Ultimately the client's reputation and integrity and that of its advisers is protected.

Cliff Cavender is managing director of corporate investigations company Capcon Holdings plc, Tel: 020 7352 8151, E-mail: cliffc@capconplc.com

FIGHTING CRIME

In March, the Secretary of State for the Home Department presented One Step Ahead: A 21st Century Strategy to Defeat Organised Crime to Parliament.

This White Paper describes initiatives for combating crime, including compelling individuals to give evidence. Faced with similar problems during the 1980s, in the context of white collar crime, the Government established the SFO and gave the director powers to compel individuals to co-operate with investigations - with safeguards to ensure that any self-incriminating material cannot be used, and nor can material subject to legal professional privilege. Similar powers are enjoyed by a number of regulatory bodies like the Financial Services Authority and Companies Act Inspectors.

ICC CODE

The International Chamber of Commerce's rules of conduct address extortion and bribery in international business transactions. They include:

- Extortion: No one may, directly or indirectly, demand or accept a bribe.

- Bribery and 'Kickbacks: a) No enterprise may, directly or indirectly, offer or give a bribe and any demands for such a bribe must be rejected.

b) Enterprises should not (i) kick back any portion of a contract payment to employees of the other contracting party, or (ii) utilise other techniques such as subcontracts, purchase orders or consulting agreements, to channel payments to government officials, to employees of the other contracting party, their relatives or business associates.
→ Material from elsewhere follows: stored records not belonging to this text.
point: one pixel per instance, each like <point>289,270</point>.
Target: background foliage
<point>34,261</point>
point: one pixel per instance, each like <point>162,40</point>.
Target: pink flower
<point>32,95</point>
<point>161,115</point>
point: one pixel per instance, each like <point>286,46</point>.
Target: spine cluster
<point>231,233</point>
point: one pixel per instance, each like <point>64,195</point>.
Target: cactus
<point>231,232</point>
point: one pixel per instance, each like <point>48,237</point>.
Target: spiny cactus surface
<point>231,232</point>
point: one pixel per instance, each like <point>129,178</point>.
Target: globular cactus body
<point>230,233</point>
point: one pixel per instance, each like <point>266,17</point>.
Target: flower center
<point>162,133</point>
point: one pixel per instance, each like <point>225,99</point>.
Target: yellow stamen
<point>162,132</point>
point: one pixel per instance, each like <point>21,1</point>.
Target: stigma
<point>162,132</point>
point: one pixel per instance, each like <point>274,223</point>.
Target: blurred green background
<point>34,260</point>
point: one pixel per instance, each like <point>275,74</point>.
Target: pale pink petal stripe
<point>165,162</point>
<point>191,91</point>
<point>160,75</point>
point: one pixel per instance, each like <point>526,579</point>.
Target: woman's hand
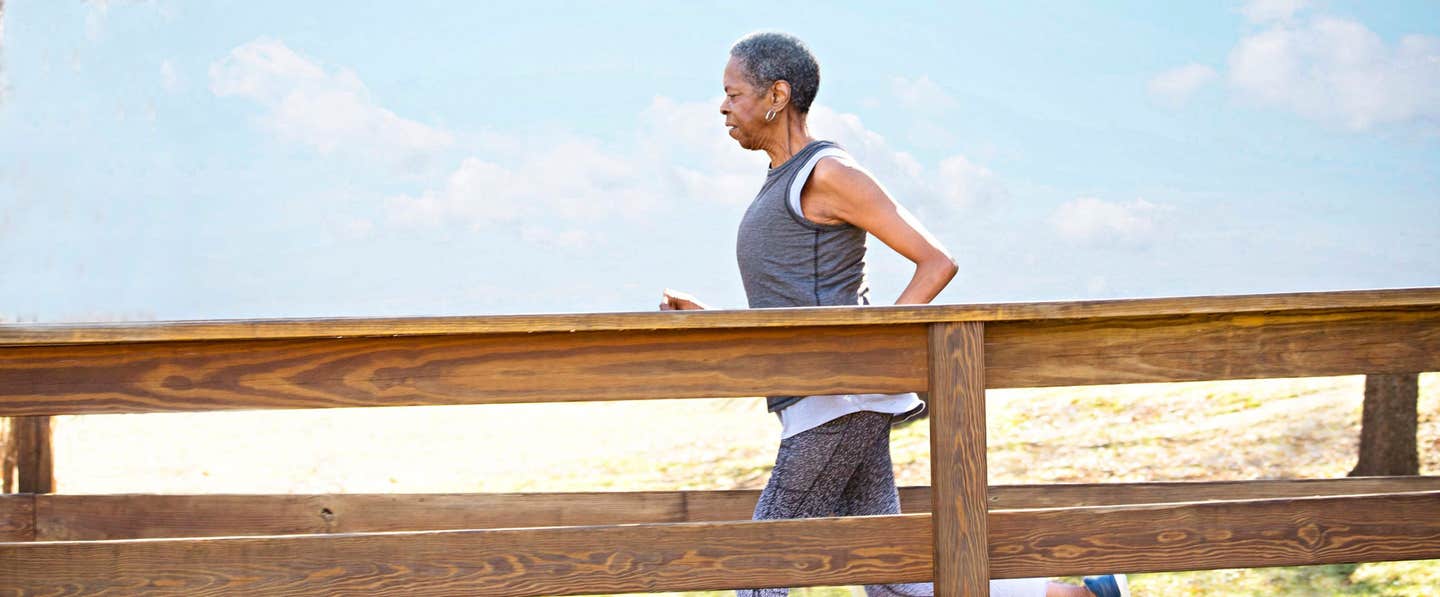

- Agents: Enterprises should take measures reasonably within their power to ensure: a) that any payment made to any agent represents no more than an appropriate remuneration for legitimate services rendered by such agent; b) that no part of any such payment is passed on by the agent as a bribe in contravention of these Rules of Conduct; and c) that they maintain a record of the names and terms of employment of all agents retained by them in connection with transactions with public bodies or state enterprises.

This record should be available for inspection by auditors and, on specific request, by appropriate government authorities under conditions of confidentiality.

- Political Contributions: Contributions to political parties or committees or to individual politicians may only be made in accordance with the applicable law, and all requirements for public disclosure of such contributions shall be fully complied with. All such contributions must be reported to senior corporate management.